The temptation is to create a category where your product is by definition #1.  But think about it:  if you're an early stage vendor with few sales, being the overwhelming leader means it's a really small market that probably doesn't matter.  Instead, create a special niche within an existing category that allows you to:

  • claim leadership for customers with sophisticated needs, 

  • show a cost or delivery advantage over existing players,

  • leverage a new technology or medium that makes the existing products obsolete.

You'll want to convince the press and market influencers that "everyone" will be following your lead over time, as they try to duplicate what you're doing and change the basis of competition in the category.

At the outset, this means that you intentionally are not trying to talk to everybody.  The goal is persuade the early adopters, the market mavens you'll remember from Crossing the Chasm and Inside the Tornado.  The issue you have to watch for is the reaction of executives who missed this lesson:  if you attempt to communicate with everyone, you persuade no one.

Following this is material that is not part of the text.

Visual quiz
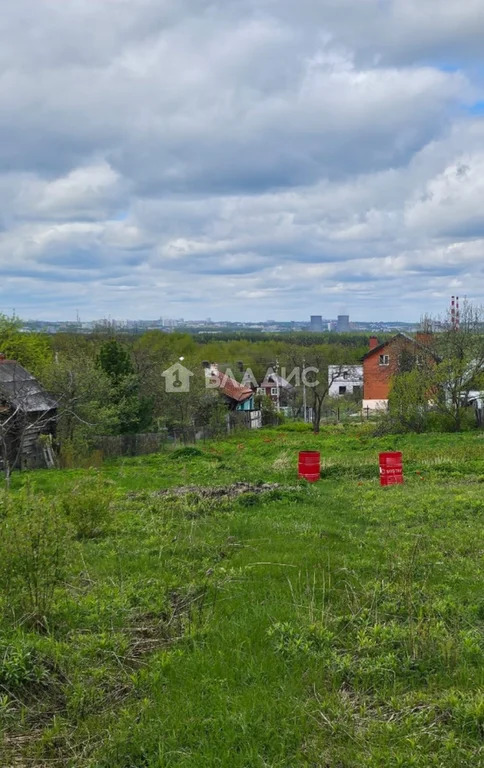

In selecting a well defined audience, you're teeing up a conversation about the audience's specific problems and what you do to solve them.  You're motivating the audience by showing your relevance to their needs.  This conversation is about the core of your value proposition, and it's inextricably linked to the product category you're in.  The VCs or Sales Reps may scream "that market's too small, you've got to address a bigger market!"  Tough.  If you want to win, you have to be compelling -- and that means being coherent about who you are and who needs to listen.

New vendors have to start somewhere, dominate a beach-head customer segment, and grow outward from there as the market pays attention to their message.  This is classic "bowling alley" strategy, and winning the game means being consistent about which lane you're playing in.